The really exciting part is where you get to rip open the plastic wrapping and hold the thing in your hands, turn the pages … it’s like a real, real thing, that’s really real.
Which is, in short, pretty awesome.
When I say “Tom Taylor, Gavin Bell and I made a newspaper” what I really mean is “Tom Taylor and Gavin Bell made a newspaper”, I’m still settling into my new job (that I’ll blog about sometime, honest!) and only had a small amount of free time between meetings. I threw together The Allotments bit …

… that I then emailed over to Tom to be added to the paper.
The map is from OpenStreetMap, and the tile set is the “Fine Line” style from CloudMade. The Carrots marking the Allotments were positioned from the geo:rss data in an XML feed from www.london.gov.uk/allotments
Anyway, the whole point was to make something useful, something that could combine a whole bunch of government and local data together, that you could cut out and stick on your fridge … something that’s not effected by IE6 … last time I checked newsprint wasn’t effected by IE6, but frankly it wouldn’t be a surprise if it was.
Well, this was a quick stab at playing with Data.gov.uk, which involves a lot of SPARQL endpoints. Firstly SPARQL ain’t the easiest thing to get to grips with in a couple of days. Although as more people play with it tools will get written and knowledge shared.
If that was the only stumbling block then all it would need is more time thrown at it and, with Newspaper Club’s leet skillz something beta-ish could probably be up and running fairly quickly.
However there’s still 2 things, 1) Need more data. Data.gov.uk is a great start, we just need more of it, like everthing, but I’m sure we’ll take what we can get as we get it.
2) Location, location, location. The big one.

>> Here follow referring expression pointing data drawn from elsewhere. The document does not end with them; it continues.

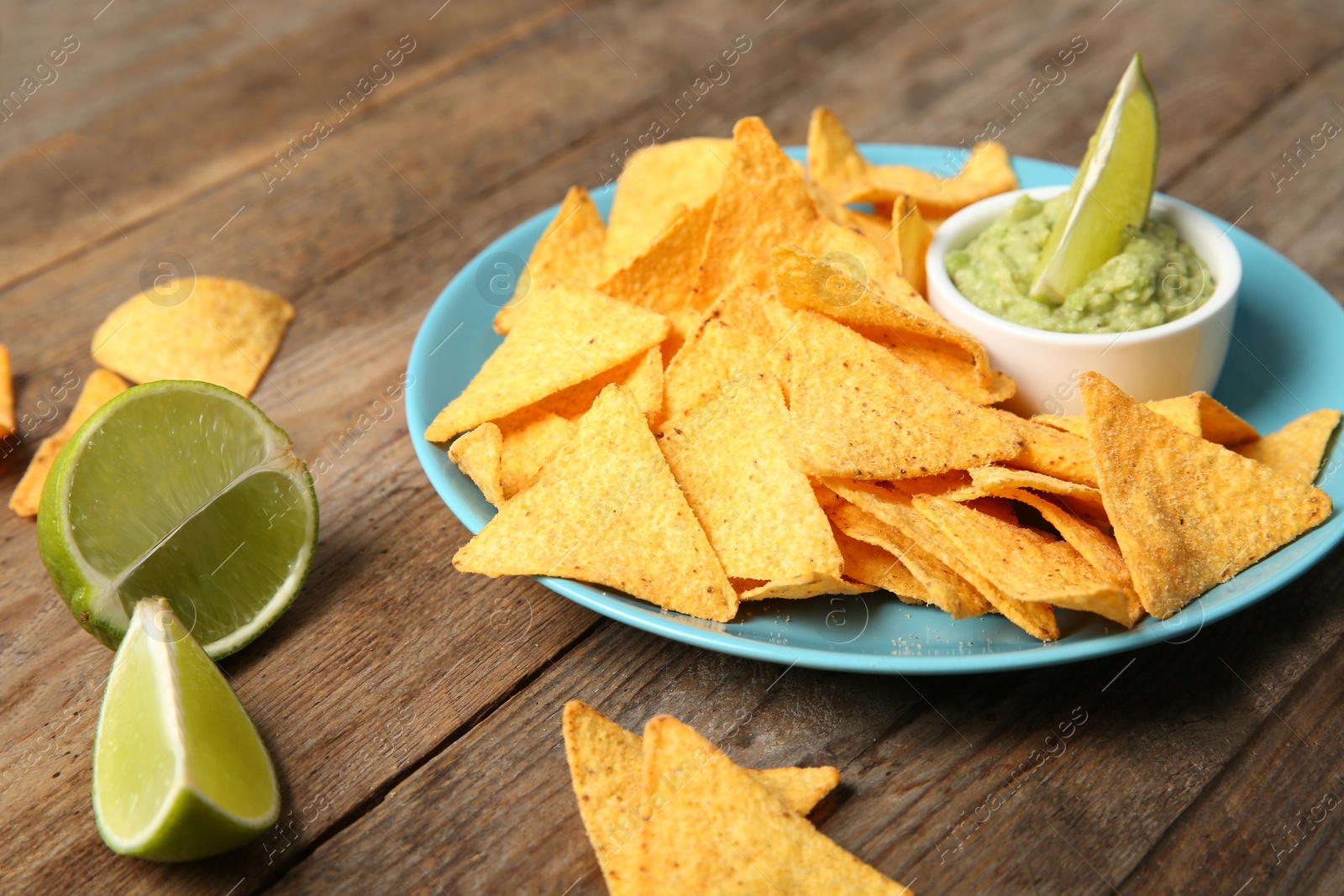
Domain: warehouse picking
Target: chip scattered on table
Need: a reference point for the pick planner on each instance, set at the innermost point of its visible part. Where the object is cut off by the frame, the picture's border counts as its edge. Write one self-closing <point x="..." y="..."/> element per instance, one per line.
<point x="606" y="772"/>
<point x="223" y="332"/>
<point x="716" y="829"/>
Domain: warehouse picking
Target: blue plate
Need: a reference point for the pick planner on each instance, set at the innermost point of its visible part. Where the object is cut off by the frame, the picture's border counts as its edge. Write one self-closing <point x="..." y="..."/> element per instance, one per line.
<point x="1285" y="360"/>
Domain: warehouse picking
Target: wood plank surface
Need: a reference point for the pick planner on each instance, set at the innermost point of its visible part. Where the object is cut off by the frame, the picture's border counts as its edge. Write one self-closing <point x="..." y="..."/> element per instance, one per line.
<point x="413" y="711"/>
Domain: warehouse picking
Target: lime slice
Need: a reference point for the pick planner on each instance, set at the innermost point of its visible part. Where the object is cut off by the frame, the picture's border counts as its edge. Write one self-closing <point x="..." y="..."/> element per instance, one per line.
<point x="183" y="490"/>
<point x="1110" y="192"/>
<point x="179" y="772"/>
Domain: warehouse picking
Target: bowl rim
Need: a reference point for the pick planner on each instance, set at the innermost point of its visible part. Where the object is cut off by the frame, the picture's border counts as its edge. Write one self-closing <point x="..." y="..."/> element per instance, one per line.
<point x="1227" y="268"/>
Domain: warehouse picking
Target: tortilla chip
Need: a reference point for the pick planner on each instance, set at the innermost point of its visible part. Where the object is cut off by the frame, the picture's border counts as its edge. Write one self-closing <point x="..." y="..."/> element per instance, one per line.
<point x="1099" y="548"/>
<point x="716" y="829"/>
<point x="1053" y="452"/>
<point x="477" y="454"/>
<point x="1187" y="513"/>
<point x="880" y="569"/>
<point x="913" y="237"/>
<point x="895" y="508"/>
<point x="100" y="389"/>
<point x="1297" y="449"/>
<point x="996" y="479"/>
<point x="569" y="251"/>
<point x="662" y="278"/>
<point x="718" y="358"/>
<point x="569" y="335"/>
<point x="938" y="584"/>
<point x="643" y="375"/>
<point x="1023" y="566"/>
<point x="835" y="164"/>
<point x="658" y="184"/>
<point x="1072" y="423"/>
<point x="225" y="332"/>
<point x="605" y="766"/>
<point x="732" y="459"/>
<point x="6" y="394"/>
<point x="763" y="203"/>
<point x="606" y="510"/>
<point x="768" y="203"/>
<point x="1198" y="414"/>
<point x="799" y="587"/>
<point x="945" y="364"/>
<point x="531" y="438"/>
<point x="860" y="412"/>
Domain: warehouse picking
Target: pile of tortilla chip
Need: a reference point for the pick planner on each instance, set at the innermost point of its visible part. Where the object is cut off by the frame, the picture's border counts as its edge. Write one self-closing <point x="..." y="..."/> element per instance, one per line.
<point x="737" y="391"/>
<point x="201" y="328"/>
<point x="669" y="813"/>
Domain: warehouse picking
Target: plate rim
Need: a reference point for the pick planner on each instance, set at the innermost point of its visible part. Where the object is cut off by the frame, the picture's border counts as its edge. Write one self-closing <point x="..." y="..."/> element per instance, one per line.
<point x="716" y="637"/>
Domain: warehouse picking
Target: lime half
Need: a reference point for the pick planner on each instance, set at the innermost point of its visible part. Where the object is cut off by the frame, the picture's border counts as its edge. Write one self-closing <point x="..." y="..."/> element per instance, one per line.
<point x="179" y="772"/>
<point x="1110" y="192"/>
<point x="181" y="490"/>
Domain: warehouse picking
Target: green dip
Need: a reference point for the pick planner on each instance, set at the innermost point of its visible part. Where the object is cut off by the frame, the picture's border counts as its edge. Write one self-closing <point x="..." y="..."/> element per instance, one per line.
<point x="1155" y="278"/>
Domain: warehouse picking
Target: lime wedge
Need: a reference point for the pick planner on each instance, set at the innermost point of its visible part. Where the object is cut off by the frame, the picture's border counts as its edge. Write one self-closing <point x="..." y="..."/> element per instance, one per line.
<point x="183" y="490"/>
<point x="1110" y="194"/>
<point x="179" y="772"/>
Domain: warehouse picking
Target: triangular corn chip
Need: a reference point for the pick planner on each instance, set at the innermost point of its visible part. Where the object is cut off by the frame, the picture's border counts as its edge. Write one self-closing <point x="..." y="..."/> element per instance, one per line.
<point x="938" y="584"/>
<point x="1187" y="513"/>
<point x="800" y="587"/>
<point x="1202" y="414"/>
<point x="569" y="251"/>
<point x="880" y="569"/>
<point x="658" y="184"/>
<point x="643" y="375"/>
<point x="732" y="459"/>
<point x="913" y="237"/>
<point x="477" y="454"/>
<point x="1198" y="414"/>
<point x="716" y="829"/>
<point x="765" y="202"/>
<point x="716" y="359"/>
<point x="569" y="335"/>
<point x="605" y="770"/>
<point x="803" y="281"/>
<point x="895" y="508"/>
<point x="1297" y="449"/>
<point x="1084" y="499"/>
<point x="100" y="389"/>
<point x="1023" y="566"/>
<point x="860" y="412"/>
<point x="837" y="167"/>
<point x="1072" y="423"/>
<point x="225" y="332"/>
<point x="1046" y="449"/>
<point x="606" y="510"/>
<point x="662" y="277"/>
<point x="531" y="438"/>
<point x="1099" y="548"/>
<point x="6" y="394"/>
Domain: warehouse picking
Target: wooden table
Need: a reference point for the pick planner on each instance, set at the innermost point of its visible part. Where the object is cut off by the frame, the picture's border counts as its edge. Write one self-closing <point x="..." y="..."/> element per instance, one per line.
<point x="414" y="712"/>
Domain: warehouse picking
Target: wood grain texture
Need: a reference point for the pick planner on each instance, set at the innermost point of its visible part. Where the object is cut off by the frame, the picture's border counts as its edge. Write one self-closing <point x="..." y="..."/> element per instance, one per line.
<point x="414" y="712"/>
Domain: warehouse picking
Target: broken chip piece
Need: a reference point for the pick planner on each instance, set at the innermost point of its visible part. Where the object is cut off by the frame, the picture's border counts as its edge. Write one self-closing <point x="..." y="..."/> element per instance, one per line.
<point x="223" y="332"/>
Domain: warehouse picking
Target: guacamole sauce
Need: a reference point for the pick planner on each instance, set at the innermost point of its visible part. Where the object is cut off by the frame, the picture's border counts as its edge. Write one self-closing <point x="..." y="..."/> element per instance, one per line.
<point x="1155" y="278"/>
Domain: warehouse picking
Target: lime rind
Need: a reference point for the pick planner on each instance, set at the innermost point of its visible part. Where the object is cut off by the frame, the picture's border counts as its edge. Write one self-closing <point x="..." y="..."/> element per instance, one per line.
<point x="1112" y="192"/>
<point x="96" y="600"/>
<point x="188" y="822"/>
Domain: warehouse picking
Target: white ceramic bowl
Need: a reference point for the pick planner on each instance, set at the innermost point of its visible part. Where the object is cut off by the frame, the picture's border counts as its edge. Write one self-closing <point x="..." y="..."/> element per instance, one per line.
<point x="1160" y="362"/>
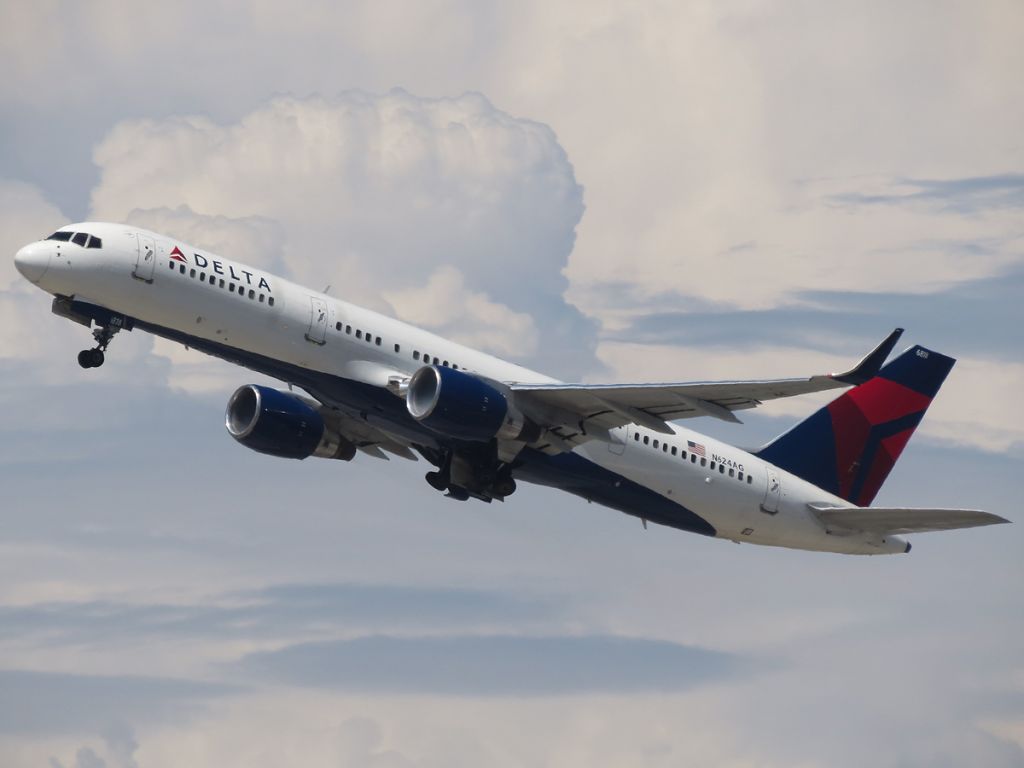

We needed to convert Postcode to Council/Government areas. Because when people are asked for their specific location, address (house number, Postcode) is about as specific as they can get … not many people, bless ‘em, know their lat/long. However see this post: Blah blah blah, whatever for the current government response to freeing up the Postcode.
And when we have the Postcode we need to nail that down to some council authority area, but, the UK is a funny old place and as I’ve previously mentioned it’s full of areas like “Duke Elligton’s Marginal Lower Land Barrows of the Kidsworth Council Academic Elective Mobile Library Region” otherwise knows to the Ordnance Survey as OLK12.
WTF?

And all that’s locked away between The Royal Mail and The Ordnance Survey. Although near the end of the day Simon Willison discovered a CD with, in theory the Postcode to Council area lookup tables on.
Which is, to go off at a tangent, in essence one of the big problems with Digital Britain. The theory goes that The Royal Mail and Ordnance Survey have too much locked up in their data, they’d have to say something like “I know, we’ll unlock all our data, that’ll cause us to instantly wipe £350 million [made up big number] off our spreadsheets”.
But, the value to (Digital) Britain of unlocked this data, allowing small companies, big companies, individuals, projects like NewspaperClub to use, re-purpose, publish, develop, share, integrate is worth way more in the long run.
The Postcode Newspaper is a great, fantastic idea, but it’s going to be held back, along with other great, fantastic ideas. Data.gov.uk will generate a lot of ideas, but moving the whole country forwards, really unlocking useful information that actually helps real people … well that’ll just have to wait just a little bit longer.